Contumace in primo grado e vincitore in appello: esclusa la condanna della controparte per le spese sostenute in Tribunale

La statuizione con cui il giudice dell’appello provvede alla liquidazione a favore della parte vittoriosa anche delle spese processuali del primo grado di giudizio, nel quale la parte stessa era rimasta contumace, merita l’annullamento senza rinvio.
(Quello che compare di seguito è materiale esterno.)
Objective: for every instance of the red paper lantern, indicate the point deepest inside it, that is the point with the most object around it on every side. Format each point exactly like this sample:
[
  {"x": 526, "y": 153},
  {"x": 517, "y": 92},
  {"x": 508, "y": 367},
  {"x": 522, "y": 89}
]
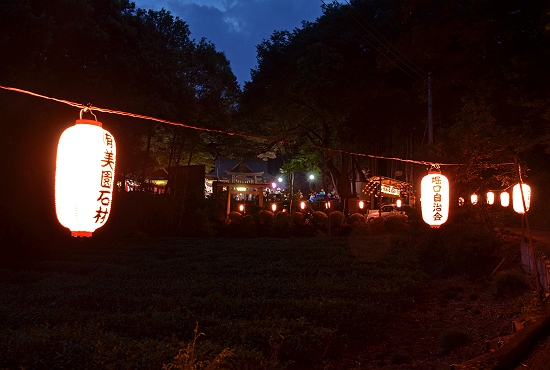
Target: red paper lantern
[
  {"x": 84, "y": 177},
  {"x": 435, "y": 199},
  {"x": 517, "y": 201}
]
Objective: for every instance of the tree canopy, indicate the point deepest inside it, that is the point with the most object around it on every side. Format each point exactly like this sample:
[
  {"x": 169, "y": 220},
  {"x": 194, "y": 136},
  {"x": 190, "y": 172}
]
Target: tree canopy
[{"x": 356, "y": 80}]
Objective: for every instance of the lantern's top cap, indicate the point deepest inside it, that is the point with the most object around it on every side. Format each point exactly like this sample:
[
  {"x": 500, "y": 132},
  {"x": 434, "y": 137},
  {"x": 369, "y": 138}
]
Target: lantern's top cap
[
  {"x": 88, "y": 122},
  {"x": 435, "y": 168}
]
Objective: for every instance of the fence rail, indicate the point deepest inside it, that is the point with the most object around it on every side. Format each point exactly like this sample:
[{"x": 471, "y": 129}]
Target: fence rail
[{"x": 543, "y": 266}]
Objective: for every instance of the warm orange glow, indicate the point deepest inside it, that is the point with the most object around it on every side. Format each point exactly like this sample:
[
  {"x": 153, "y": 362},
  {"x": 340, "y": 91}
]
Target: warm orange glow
[
  {"x": 435, "y": 199},
  {"x": 504, "y": 199},
  {"x": 490, "y": 198},
  {"x": 84, "y": 177},
  {"x": 517, "y": 202}
]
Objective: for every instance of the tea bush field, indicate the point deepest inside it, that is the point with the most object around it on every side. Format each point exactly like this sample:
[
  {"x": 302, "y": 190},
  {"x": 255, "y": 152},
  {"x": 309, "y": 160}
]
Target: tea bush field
[{"x": 269, "y": 303}]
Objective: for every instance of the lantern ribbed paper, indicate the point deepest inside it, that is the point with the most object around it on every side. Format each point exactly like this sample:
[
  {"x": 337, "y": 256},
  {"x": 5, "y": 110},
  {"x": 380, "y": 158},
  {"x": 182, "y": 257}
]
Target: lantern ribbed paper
[
  {"x": 84, "y": 177},
  {"x": 517, "y": 202},
  {"x": 490, "y": 197},
  {"x": 435, "y": 199},
  {"x": 504, "y": 199}
]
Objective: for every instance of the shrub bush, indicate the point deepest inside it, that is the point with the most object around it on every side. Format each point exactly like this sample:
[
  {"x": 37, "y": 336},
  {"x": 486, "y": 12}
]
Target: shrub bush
[
  {"x": 336, "y": 219},
  {"x": 455, "y": 248},
  {"x": 265, "y": 217},
  {"x": 282, "y": 225},
  {"x": 375, "y": 226},
  {"x": 319, "y": 220},
  {"x": 396, "y": 224},
  {"x": 265, "y": 222}
]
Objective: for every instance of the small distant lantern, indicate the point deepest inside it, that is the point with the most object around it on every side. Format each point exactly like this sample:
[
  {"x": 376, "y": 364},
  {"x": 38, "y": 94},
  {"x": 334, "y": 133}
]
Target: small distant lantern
[
  {"x": 517, "y": 202},
  {"x": 504, "y": 199},
  {"x": 490, "y": 198},
  {"x": 84, "y": 177},
  {"x": 435, "y": 198}
]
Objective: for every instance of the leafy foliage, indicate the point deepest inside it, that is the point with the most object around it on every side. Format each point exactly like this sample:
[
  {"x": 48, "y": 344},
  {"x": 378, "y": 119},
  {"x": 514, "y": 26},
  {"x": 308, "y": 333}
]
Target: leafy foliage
[{"x": 269, "y": 302}]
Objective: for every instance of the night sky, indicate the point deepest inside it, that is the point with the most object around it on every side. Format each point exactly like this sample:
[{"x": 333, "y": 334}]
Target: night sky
[{"x": 237, "y": 26}]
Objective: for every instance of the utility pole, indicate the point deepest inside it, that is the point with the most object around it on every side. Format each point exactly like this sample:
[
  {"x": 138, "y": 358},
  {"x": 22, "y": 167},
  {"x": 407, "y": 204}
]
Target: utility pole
[{"x": 430, "y": 118}]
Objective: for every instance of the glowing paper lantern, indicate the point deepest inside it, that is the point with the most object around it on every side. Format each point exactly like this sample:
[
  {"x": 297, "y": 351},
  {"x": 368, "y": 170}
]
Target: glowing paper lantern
[
  {"x": 435, "y": 199},
  {"x": 504, "y": 199},
  {"x": 517, "y": 202},
  {"x": 490, "y": 198},
  {"x": 84, "y": 177}
]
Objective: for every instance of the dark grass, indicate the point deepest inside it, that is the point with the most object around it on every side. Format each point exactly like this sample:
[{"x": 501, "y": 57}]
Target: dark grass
[{"x": 275, "y": 303}]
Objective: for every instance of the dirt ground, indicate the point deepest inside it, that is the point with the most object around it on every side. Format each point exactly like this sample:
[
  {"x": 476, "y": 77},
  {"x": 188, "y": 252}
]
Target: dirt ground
[{"x": 417, "y": 339}]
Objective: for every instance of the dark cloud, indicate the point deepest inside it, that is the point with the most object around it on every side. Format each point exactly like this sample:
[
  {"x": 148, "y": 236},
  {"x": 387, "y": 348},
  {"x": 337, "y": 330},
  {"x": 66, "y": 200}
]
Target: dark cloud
[{"x": 237, "y": 26}]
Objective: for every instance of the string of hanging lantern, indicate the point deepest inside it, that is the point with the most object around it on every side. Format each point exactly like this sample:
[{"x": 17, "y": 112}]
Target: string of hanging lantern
[{"x": 86, "y": 152}]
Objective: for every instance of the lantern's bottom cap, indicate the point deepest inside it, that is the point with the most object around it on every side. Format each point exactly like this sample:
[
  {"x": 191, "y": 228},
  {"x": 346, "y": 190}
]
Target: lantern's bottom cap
[{"x": 86, "y": 234}]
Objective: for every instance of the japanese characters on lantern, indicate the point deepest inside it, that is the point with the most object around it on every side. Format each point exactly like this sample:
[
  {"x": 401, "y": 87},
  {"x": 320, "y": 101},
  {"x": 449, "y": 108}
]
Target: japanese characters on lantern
[
  {"x": 517, "y": 202},
  {"x": 504, "y": 199},
  {"x": 435, "y": 199},
  {"x": 84, "y": 178}
]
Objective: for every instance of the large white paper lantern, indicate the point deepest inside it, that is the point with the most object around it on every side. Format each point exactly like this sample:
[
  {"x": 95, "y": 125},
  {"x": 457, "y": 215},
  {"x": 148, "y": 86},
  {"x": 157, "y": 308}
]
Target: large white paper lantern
[
  {"x": 84, "y": 177},
  {"x": 435, "y": 199},
  {"x": 517, "y": 202}
]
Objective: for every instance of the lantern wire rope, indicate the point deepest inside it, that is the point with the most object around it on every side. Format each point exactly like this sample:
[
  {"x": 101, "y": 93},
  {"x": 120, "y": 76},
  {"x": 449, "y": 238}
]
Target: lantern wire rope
[
  {"x": 377, "y": 49},
  {"x": 89, "y": 108},
  {"x": 385, "y": 43}
]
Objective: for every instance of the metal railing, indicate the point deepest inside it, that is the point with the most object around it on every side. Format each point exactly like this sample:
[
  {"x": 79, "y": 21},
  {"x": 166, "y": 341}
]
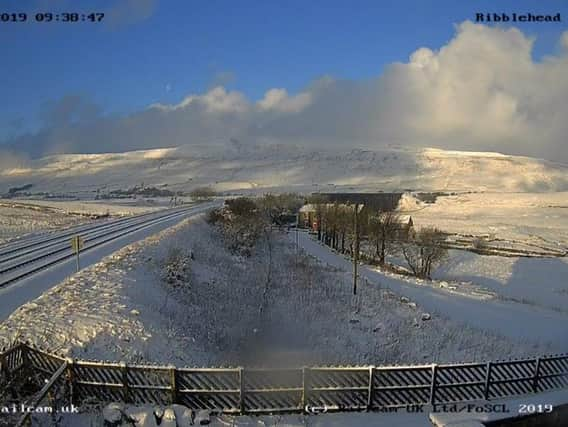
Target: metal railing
[{"x": 248, "y": 390}]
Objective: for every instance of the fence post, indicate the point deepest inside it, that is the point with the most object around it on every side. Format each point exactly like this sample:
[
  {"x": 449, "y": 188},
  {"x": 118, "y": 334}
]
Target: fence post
[
  {"x": 71, "y": 380},
  {"x": 173, "y": 384},
  {"x": 536, "y": 375},
  {"x": 487, "y": 381},
  {"x": 4, "y": 370},
  {"x": 304, "y": 388},
  {"x": 433, "y": 384},
  {"x": 370, "y": 389},
  {"x": 125, "y": 391},
  {"x": 241, "y": 390},
  {"x": 25, "y": 359}
]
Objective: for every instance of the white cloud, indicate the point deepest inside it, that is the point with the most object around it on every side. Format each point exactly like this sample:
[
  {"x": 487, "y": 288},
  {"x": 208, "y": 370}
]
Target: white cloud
[
  {"x": 481, "y": 91},
  {"x": 279, "y": 100}
]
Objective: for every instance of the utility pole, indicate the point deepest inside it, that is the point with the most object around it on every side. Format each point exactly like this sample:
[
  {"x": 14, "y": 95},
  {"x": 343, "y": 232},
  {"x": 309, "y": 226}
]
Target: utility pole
[{"x": 356, "y": 250}]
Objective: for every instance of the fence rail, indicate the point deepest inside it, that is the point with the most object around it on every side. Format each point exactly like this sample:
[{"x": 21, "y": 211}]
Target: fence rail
[{"x": 247, "y": 390}]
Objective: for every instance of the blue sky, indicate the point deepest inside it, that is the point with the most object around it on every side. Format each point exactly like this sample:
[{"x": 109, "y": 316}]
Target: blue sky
[{"x": 171, "y": 49}]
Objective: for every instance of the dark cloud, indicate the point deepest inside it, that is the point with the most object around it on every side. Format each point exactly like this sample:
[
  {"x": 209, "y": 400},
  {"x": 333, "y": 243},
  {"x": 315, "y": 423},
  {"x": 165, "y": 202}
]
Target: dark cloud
[
  {"x": 482, "y": 92},
  {"x": 128, "y": 12}
]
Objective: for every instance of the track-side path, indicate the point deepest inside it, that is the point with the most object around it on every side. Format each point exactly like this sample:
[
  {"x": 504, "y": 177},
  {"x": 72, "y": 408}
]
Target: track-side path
[{"x": 31, "y": 266}]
Sul tema la Corte di Cassazione con l’ordinanza n. 5465/20, depositata il 28 febbraio, decidendo sul ricorso avverso la sentenza della Corte d’Appello di Firenze che in riforma della pronuncia di prime cure aveva rigettato la domanda di risoluzione di un contratto di affitto di azienda per inadempimento, condannando parte soccombente al pagamento delle spese di lite dell’appellante anche per il primo grado di giudizio in cui quest’ultimo era rimasto contumace. Spese. Proprio su quest’ultimo profilo e sulla violazione dell’art. 91 c.p.c. si fonda il ricorso dinanzi ai Supremi Giudici. E la doglianza risulta fondata. La giurisprudenza afferma ormai pacificamente che la statuizione con la quale il giudice provvede alla liquidazione, a favore della parte vittoriosa in appello, delle spese processuali del primo grado di giudizio, nel quale la stessa era rimasta contumace, va cassata senza rinvio ai sensi dell’art. 382, comma 3, c.p.c. in quanto, pur essendo espressione di un potere officioso del giudice, la condanna alle spese in favore della parte che non ne abbia effettivamente sopportato il carico è assimilabile ad una pronuncia resa in mancanza di potere. In tal senso, è priva di rilevanza la circostanza della volontarietà o meno della contumacia in primo grado. Ciò non toglie infatti che la parte non abbia svolto alcuna attività difensiva in primo grado e che non possa vedersi liquidare alcuna spesa ad esso relativa. Per questi motivi, la Corte accoglie il ricorso e cassa la sentenza impugnata senza rinvio.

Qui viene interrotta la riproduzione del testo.